Examples and Use Cases
Implementing visibility rigorously often introduces operational overhead, requiring organisations to balance faster audits and safer remediation against the cost of maintaining current identity metadata across many systems.
- A cloud team finds an API key in application code but cannot identify the owner or the system that created it, so the key remains active longer than intended.
- A security review shows dozens of service accounts with broad permissions, yet the team cannot map those entitlements back to a business service or approver.
- An incident response team sees unusual token use, but the lack of ownership records makes it impossible to determine whether the activity is malicious or part of a deployment pipeline.
- An organisation follows guidance from the NHI Lifecycle Management Guide to tie each NHI to creation, rotation, and offboarding events, reducing blind spots in entitlement state.
- During program design, teams use the Ultimate Guide to NHIs alongside the NIST identity guidance to distinguish identity proofing from lifecycle visibility and avoid conflating the two.
In practice, visibility gaps often surface first in environments with CI/CD tools, third-party integrations, or unmanaged secrets where ownership is implied rather than recorded.

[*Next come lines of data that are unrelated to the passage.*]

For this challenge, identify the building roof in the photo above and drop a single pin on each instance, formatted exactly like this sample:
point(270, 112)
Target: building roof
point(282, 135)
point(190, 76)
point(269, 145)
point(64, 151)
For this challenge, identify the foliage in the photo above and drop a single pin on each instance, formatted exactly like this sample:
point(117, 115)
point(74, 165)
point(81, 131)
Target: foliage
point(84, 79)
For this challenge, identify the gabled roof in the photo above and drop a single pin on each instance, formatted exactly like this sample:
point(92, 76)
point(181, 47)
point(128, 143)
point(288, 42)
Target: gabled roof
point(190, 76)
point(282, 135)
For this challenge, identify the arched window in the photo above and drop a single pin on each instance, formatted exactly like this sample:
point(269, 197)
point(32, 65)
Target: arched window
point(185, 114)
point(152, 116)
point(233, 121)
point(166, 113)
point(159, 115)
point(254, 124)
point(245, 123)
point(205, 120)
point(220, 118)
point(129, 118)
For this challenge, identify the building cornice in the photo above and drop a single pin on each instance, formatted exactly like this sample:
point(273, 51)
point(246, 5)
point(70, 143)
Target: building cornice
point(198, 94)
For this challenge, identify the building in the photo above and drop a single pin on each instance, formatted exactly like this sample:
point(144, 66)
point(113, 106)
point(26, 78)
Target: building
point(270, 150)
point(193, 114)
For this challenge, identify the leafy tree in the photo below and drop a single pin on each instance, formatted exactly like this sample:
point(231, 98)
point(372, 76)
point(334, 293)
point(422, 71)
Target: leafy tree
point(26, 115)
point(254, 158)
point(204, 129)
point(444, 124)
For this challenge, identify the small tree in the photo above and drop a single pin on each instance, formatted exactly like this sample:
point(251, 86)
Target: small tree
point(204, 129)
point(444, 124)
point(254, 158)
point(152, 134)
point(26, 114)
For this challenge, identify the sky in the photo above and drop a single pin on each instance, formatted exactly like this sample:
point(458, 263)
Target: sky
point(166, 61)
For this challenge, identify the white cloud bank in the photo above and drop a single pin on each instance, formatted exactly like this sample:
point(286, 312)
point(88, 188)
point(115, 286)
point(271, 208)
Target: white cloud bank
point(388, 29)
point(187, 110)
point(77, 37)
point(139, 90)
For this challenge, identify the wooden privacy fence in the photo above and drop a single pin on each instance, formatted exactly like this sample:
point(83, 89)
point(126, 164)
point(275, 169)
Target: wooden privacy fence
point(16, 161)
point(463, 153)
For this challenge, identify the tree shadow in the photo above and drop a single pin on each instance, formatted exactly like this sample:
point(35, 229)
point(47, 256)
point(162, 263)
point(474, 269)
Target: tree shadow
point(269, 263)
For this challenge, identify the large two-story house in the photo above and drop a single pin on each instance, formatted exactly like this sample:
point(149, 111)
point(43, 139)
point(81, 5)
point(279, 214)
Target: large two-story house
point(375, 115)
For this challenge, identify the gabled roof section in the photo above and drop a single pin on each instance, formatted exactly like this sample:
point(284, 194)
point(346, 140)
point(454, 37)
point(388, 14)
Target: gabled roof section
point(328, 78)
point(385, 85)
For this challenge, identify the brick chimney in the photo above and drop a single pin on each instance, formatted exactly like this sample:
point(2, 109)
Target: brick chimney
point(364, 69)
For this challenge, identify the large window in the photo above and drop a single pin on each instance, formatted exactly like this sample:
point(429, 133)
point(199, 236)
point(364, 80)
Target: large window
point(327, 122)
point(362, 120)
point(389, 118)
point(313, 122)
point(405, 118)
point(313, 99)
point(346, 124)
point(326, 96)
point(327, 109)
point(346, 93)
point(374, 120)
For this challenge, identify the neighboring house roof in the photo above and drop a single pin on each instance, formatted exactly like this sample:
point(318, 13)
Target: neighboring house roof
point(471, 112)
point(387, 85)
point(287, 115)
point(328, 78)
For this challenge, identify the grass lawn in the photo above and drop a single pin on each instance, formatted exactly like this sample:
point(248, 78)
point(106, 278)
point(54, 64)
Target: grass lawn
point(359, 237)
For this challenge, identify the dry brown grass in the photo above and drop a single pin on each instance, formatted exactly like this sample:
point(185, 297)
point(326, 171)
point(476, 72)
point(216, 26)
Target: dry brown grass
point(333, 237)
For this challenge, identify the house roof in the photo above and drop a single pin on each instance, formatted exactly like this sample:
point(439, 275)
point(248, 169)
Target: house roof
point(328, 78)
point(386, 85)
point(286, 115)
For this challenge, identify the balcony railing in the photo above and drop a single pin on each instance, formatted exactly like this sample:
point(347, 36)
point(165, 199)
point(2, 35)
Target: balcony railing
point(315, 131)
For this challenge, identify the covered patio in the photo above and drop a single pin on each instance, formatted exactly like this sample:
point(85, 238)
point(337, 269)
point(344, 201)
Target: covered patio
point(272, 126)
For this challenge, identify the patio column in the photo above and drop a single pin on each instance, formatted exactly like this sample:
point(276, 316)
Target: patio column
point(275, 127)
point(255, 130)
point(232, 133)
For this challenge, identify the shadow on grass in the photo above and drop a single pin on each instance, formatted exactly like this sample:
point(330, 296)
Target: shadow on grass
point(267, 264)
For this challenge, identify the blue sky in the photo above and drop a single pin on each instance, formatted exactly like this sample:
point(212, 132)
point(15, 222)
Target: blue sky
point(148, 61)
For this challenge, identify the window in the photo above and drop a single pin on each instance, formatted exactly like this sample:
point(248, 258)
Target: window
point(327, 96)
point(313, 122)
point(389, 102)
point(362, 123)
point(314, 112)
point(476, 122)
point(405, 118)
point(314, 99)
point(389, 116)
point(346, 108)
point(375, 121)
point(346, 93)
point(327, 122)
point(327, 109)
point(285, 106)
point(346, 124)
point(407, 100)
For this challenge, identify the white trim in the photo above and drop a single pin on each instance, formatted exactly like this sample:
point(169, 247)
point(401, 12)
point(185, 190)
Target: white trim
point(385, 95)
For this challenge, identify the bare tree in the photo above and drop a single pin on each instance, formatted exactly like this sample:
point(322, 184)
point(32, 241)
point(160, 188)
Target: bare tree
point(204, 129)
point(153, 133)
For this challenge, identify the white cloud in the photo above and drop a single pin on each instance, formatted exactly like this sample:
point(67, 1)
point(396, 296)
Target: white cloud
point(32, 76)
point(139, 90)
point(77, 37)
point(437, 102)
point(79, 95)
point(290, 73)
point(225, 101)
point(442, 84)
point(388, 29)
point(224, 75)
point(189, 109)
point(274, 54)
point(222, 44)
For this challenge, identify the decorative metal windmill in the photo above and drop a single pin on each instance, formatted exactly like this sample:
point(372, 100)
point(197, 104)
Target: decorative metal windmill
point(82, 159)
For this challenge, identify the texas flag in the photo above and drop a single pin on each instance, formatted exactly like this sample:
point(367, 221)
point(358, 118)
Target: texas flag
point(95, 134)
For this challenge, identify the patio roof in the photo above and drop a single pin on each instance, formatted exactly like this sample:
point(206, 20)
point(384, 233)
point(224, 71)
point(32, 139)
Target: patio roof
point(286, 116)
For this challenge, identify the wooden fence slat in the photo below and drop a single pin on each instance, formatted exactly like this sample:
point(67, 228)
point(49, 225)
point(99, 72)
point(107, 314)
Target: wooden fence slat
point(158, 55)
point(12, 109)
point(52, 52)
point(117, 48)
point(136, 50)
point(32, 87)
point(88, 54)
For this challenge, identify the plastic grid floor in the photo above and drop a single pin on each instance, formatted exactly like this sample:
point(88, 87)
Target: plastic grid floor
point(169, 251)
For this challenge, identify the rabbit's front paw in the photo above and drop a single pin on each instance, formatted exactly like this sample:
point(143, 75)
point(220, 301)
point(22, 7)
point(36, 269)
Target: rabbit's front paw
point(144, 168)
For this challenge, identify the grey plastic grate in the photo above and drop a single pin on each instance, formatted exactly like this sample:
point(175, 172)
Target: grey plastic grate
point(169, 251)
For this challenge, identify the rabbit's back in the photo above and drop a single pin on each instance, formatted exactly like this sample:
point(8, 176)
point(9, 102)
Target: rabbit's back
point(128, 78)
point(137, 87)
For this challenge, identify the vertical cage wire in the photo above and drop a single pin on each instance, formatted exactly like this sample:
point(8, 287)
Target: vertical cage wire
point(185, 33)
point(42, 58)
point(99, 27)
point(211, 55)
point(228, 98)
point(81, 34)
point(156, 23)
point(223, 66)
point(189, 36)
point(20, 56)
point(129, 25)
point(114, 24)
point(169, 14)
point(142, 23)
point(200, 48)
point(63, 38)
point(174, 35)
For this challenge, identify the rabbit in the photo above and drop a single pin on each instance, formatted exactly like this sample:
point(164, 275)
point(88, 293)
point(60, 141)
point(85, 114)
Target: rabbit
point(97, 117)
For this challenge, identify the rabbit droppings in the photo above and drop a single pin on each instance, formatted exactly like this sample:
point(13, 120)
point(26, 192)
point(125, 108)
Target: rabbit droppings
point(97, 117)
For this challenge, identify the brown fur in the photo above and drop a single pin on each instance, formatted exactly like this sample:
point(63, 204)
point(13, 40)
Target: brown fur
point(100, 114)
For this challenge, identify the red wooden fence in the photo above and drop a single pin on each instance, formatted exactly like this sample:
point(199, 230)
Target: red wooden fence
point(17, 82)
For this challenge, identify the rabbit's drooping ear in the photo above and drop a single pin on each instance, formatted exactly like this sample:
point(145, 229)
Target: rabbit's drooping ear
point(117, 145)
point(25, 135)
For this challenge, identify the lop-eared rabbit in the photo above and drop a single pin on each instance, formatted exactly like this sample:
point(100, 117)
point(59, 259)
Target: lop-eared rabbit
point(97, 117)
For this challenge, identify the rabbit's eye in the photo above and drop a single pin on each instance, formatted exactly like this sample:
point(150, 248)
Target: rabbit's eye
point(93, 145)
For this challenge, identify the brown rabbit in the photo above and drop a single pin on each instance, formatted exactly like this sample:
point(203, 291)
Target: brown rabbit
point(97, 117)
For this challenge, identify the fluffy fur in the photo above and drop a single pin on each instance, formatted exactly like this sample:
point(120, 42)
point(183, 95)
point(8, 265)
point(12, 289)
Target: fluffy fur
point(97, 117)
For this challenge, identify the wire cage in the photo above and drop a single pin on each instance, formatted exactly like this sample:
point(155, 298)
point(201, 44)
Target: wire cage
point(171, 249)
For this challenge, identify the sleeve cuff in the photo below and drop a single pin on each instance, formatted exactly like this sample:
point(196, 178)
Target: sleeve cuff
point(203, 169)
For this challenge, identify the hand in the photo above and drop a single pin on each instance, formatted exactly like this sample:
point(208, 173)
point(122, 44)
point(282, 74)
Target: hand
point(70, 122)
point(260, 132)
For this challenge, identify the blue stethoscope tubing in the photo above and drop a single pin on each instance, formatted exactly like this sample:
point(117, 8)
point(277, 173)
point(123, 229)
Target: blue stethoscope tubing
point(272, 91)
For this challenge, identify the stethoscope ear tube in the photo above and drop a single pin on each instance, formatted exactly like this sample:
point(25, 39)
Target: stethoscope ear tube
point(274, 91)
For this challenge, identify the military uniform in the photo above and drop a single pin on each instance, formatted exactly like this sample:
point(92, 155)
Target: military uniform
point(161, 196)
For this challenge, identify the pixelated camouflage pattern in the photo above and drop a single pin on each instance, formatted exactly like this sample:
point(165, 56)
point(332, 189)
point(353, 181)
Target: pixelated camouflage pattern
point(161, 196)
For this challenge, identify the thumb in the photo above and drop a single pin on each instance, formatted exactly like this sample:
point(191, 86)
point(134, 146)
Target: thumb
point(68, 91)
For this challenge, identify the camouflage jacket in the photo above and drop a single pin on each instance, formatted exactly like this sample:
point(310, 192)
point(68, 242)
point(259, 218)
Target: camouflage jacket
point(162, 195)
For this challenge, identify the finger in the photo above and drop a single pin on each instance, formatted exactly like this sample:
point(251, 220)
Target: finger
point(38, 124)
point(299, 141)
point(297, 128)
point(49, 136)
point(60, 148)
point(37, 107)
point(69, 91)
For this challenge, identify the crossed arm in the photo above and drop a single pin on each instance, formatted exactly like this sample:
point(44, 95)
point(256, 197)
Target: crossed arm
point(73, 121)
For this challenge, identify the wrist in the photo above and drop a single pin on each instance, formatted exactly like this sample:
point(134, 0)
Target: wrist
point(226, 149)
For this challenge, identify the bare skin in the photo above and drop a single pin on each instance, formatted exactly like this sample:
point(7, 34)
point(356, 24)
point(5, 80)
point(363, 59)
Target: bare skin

Why It Matters in NHI Security
Visibility gaps turn routine administration into breach amplification. Without a reliable identity inventory, teams cannot enforce least privilege, prove timely rotation, or remove access after system changes. That is especially dangerous for non-human identities because they often outnumber human accounts by orders of magnitude and are frequently overprivileged. NHI Management Group research shows only 5.7% of organisations have full visibility into their service accounts, while 97% of NHIs carry excessive privileges, a combination that makes hidden access both common and consequential.
For governance, the issue is not just discovery but accountability. If a secret lives in code, a vault, a CI/CD variable, or a forgotten integration, the organisation may be unable to answer why it exists or whether it is still needed. This is why the visibility problem sits at the centre of Top 10 NHI Issues and the broader NIST Cybersecurity Framework 2.0 approach to control verification. When organisations eventually uncover leaked credentials, dormant accounts, or unexplained service access, the visibility gap becomes the reason they cannot immediately contain the blast radius. Organisations typically encounter the true cost only after an incident or audit failure exposes an unknown identity, at which point visibility gap remediation becomes operationally unavoidable to address.
Standards & Framework Alignment
This section maps relevant standards and security frameworks to the operational risks and controls described in this guidance.
OWASP Non-Human Identity Top 10 address the attack and risk surface, while NIST CSF 2.0 and NIST Zero Trust (SP 800-207) set the governance and control requirements practitioners need to meet.
| Framework | Control / Reference | Relevance |
|---|---|---|
| OWASP Non-Human Identity Top 10 | NHI-01 | Visibility gaps prevent complete NHI inventory and ownership mapping. |
| NIST CSF 2.0 | ID.AM-01 | Asset management requires knowing identities and access state to manage risk. |
| NIST Zero Trust (SP 800-207) | PR.AC-1 | Zero trust depends on explicit, verifiable identity and access knowledge. |
Verify NHI access context before granting or retaining access, and remove unexplained entitlements.